Sargassum sebagai Alternatif Pewarna Alami
Konsumen merupakan pasar yang potensial bagi perusahaan yang bergerak di bidang pengolahan pangan. Umumnya yang pertama kali diperhatikan saat memilih makanan atau minuman adalah kenampakan visualnya, terutama warna. Tidak sedikit orang yang membeli suatu jenis makanan hanya karena melihat warnanya yang menarik.
Di kalangan anak-anak, warna jelas menjadi daya tarik paling utama di samping bentuk dan kemasan. Mereka bahkan terkadang tidak terlalu mempedulikan bagaimana rasa makanan atau minuman yang mereka beli, selama warna, bentuk, dan kemasannya menarik.
Undang-undang penggunaan zat pewarna di Indonesia belum diterapkan secara tegas, maka terdapat kecenderungan terjadinya penyalahgunaan pemakaian zat pewarna untuk produk makanan dan minuman. Misalnya zat pewarna untuk tekstil dan kulit dipakai untuk mewarnai makanan atau minuman. Hal ini jelas sangat berbahaya bagi kesehatan karena adanya residu logam berat pada zat pewarna tersebut.
Timbulnya penyalahgunaan ini sebagian besar disebabkan oleh kurangnya pengetahuan masyarakat mengenai zat pewarna untuk bahan makanan atau minuman, atau tidak adanya penjelasan rinci dalam label yang melarang penggunaan zat pewarna tertentu untuk bahan pangan. Faktor lain adalah harga zat pewarna untuk tekstil yang jauh lebih murah dibanding harga zat pewarna makanan. Harga zat pewarna makanan memang relatif lebih tinggi karena bea masuknya jauh lebih tinggi daripada bea masuk zat pewarna nonpangan.
Menyadari pentingnya warna, maka produsen makanan seringkali menambahkan pewarna pada produk makanannya baik berupa pewarna alami (pigmen) ataupun pewarna sintetik.

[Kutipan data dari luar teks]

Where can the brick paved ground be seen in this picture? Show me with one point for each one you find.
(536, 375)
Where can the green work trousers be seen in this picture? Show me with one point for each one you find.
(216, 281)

Sejak ditemukannya pewarna sintetik, penggunaan pigmen semakin menurun, meskipun tidak hilang sama sekali. Pewarna sintetik lebih disukai karena lebih ekonomis, praktis dan sifat pewarnaannya yang stabil dan seragam.
Beberapa kelemahan yang dimiliki oleh pewarna sintetik diantaranya adalah sifatnya yang karsinogenik dan beracun. Kekhawatiran akan keamanan penggunaan pewarna sintetik mendorong pengembangan penggunaan pewarna alami sebagai bahan pewarna makanan. Zat pewarna sintetis seharusnya telah melalui suatu pengujian secara intensif untuk menjamin keamanannya.
Karakteristik dari zat pewarna sintetis adalah warnanya lebih cerah, lebih homogen dan memilliki variasi warna yang lebih banyak bila dibandingkan dengan zat pewarna alami. Di samping itu penggunaan zat pewarna sintetis pada makanan bila dihitung berdasarkan harga per unit dan efisiensi produksi akan jauh lebih murah bila dibandingkan dengan zat pewarna alami.
Pigmen atau zat warna alami dapat diperoleh dari tanaman atau hewan. Pigmen yang dihasilkan dari rumput laut coklat ini dapat menggantikan pewarna sintetis yang akhir-akhir ini penggunaannya semakin meningkat. Beberapa pigmen yang dinyatakan seringkali digunakan sebagai bahan pewarna alami, antara lain karotenoid, fukosantin, karamel, kurkumin, klorofil, flavonoid, seperti tannin, katekin, antosianin dan lain-lain.
Untuk pewarna tekstil, alga coklat yang digunakan adalah yang memiliki struktur manuronat lebih banyak dalam hal ini ada pada Sargassum dan Turbinaria. Struktur kimianya mengikat zat pewarna, namun lebih mudah melepaskannya pada bahan kain. Bahan pewarna alami ini kini mulai banyak digunakan menggeser pewarna sintetis. Hal ini tentunya akan memberi banyak keuntungan bagi Indonesia yang memiliki rumput laut jenis alga coklat yang melimpah.
Selain ramah lingkungan karena bukan bahan kimia berbahaya dan beracun, harga pewarna alami dari rumput laut juga relatif murah dibandingkan pewarna kimia sintetis. Pembuatan batik cap dengan pewarna rumput laut dapat menekan biaya hingga 25 persen.
Pemanfaatan potensi alam Indonesia ini juga akan berdampak pada penghematan devisa karena akan mengganti pewarna batik yang selama ini masih impor. Selain itu, pengolahan rumput laut menjadi zat pewarna merupakan peluang usaha baru bagi industri lokal dan selanjutnya juga akan membuka lapangan kerja baru bagi masyarakat.